Coisas ruins aconteceram”. E mesmo com toda sua roupagem pop, trilha sonora
envolvente, cortes secos e rápidos característicos do estilo de Danny Boyle
desde o primeiro filme de 1996, essa continuação não escapa de uma roupagem
triste, de pessoas em busca de uma redenção e do próprio perdão pelos erros do
passado. Pessoas que exibem agora as marcas da idade (e das frustrações e
insanidades) em seus rostos. Na mesma cena, Simon censura Renton, fazendo-o
lembrar que foi ele quem vendera a primeira dose de heroína ao falecido Tommy.
Renton revida e atinge o amigo em cheio ao devolver a lembrança de que, agora,
o bebê morto de Simon seria uma moça cheia de vida e planos para o futuro. T2 Trainspotting, ao final, se resume a
isso. Golpes certeiros na consciência de cada um. Por debaixo da graça inerente
ao longa, há um sabor amargo e uma camada de tristeza por debaixo do seu tom de
comédia.
Down to the memory lane: Simon, Renton e Spud honram Tommy |
Para o espectador, porém, é um reencontro com os personagens
marcantes. A ideia de mostrar cada um deles em suas vidas atuais e compará-las
com as pregressas causa graça, principalmente quando o foco está no ingênuo
Spud, que, desde o inicio, já se mostra como a melhor coisa do filme, como
quando explica a razão para seus fracassos está no fato de estar sempre uma
hora atrasado para seus compromissos da vida pós-heroína. “Como eu poderia
saber que existia algo como o horário de verão se eu fui um junkie pelos últimos
vinte anos?” Pergunta relevante...
Trata-se de um filme que funcionaria bem sozinho, mas a
opção de Danny Boyle em inserir constantes referências ao original, no começo,
funciona. Porém, no decorrer das duas horas de projeção, acaba por cansar um
pouco. Mas não ao ponto de enfraquecer demais o longa. No entanto, isso acaba
por torná-lo dependente demais de seu predecessor. Mas entendemos que a pretensão de Boyle é a de fechar um ciclo. E, por isso, qualquer intenção
forçada em referenciar a obra de 1996 acaba sendo relevada em nome da ótima
atmosfera captada pela continuação. E
isso ele consegue sem necessariamente querer causar a mesma revolução visual
que foi o longa noventista. Aqui, não houve nenhuma autocópia ou busca do
impacto sensorial que foi a cena do banheiro. Aliás, é delicioso pescar as
referências feitas durante a projeção, como quando Renton cai por cima de um
capô de carro e sorri para a câmera, ou quando Spud se vê diante da mesma rua
onde anos antes correra após um furto.
Begbie e sua fúria contra Renton |
No aspecto visual, Boyle resgata os tons pastéis e os papeis
de parede em casas populares escocesas em uma bem sucedida autorreferência. E nesta mesma passagem, uma sombra familiar na parede parte o coração do espectador. O
momento em que Renton adentra em seu antigo quarto causa no espectador quase o
mesmo impacto que nele mesmo. E o medo do efeito que o disco de Iggy Pop com a
faixa Lust for Life causará nele é
bem compreensível. Apenas a batida inicial da faixa já é suficiente para deixá-lo
apreensivo. E o espectador parece também sentir o mesmo impacto e receio.

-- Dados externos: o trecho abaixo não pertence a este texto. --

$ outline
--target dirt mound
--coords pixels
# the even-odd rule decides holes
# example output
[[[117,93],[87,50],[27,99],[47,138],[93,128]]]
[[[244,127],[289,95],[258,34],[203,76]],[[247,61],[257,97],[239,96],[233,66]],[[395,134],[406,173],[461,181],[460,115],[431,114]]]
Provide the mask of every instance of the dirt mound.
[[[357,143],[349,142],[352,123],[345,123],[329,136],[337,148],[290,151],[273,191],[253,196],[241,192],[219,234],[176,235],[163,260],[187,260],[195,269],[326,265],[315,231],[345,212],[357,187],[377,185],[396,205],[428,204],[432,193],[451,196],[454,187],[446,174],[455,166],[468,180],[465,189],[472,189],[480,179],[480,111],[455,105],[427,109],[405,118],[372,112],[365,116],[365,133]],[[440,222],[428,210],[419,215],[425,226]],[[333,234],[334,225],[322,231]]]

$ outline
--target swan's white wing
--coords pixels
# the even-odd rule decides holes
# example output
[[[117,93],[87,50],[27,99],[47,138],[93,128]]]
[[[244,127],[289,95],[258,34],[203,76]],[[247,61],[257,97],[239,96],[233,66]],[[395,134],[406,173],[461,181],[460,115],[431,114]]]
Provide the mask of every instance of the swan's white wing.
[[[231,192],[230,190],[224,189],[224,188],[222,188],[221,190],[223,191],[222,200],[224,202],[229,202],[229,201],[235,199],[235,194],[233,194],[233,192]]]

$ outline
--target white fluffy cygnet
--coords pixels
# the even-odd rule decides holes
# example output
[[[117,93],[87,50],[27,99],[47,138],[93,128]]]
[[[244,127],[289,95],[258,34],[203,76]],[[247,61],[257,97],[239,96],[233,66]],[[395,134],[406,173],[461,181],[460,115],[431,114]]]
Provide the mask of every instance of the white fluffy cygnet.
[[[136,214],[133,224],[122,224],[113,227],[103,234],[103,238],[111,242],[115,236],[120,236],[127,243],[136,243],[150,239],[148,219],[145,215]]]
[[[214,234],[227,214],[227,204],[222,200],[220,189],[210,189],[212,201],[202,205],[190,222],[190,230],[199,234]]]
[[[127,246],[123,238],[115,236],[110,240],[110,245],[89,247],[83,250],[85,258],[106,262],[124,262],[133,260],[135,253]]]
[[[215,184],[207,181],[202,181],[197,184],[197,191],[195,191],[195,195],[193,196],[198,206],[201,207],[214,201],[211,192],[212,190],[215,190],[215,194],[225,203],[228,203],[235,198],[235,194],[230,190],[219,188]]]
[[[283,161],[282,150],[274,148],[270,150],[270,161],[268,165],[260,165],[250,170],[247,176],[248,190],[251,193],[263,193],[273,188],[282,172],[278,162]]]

A percepção final é a de estarmos diante de três caras
atormentados (Begbie não conta. Continua o mesmo psicopata de sempre).
Atormentados e fracos, como podemos perceber pela recaída de Renton e Sick Boy
pela agulha na veia. Apesar de seu discurso atualizado do monologo Choose a Life, Renton, mesmo com 46
anos, ainda denota o mesmo grau de imaturidade de vinte anos atrás. Não há
muita redenção para aqueles indivíduos e é um alivio perceber que o filme não se
rende a esse artifício sentimental. Quando vemos Begbie pedir perdão ao filho e
se despedir de sua mulher, uma pretensa intenção piegas e inserida, mas, ainda
bem, logo cai por terra. Aquele personagem está aquém de qualquer salvação. Sua
dependência da violência já o dominara.
Contudo, é ótima a sensação ao percebemos ser Spud o mais
forte dos três, o mais fiel ao seu processo de desintoxicação. Como disse o
próprio Renton, Spud nunca machucou ninguém. É com regozijo que percebemos um
final feliz para o coitado.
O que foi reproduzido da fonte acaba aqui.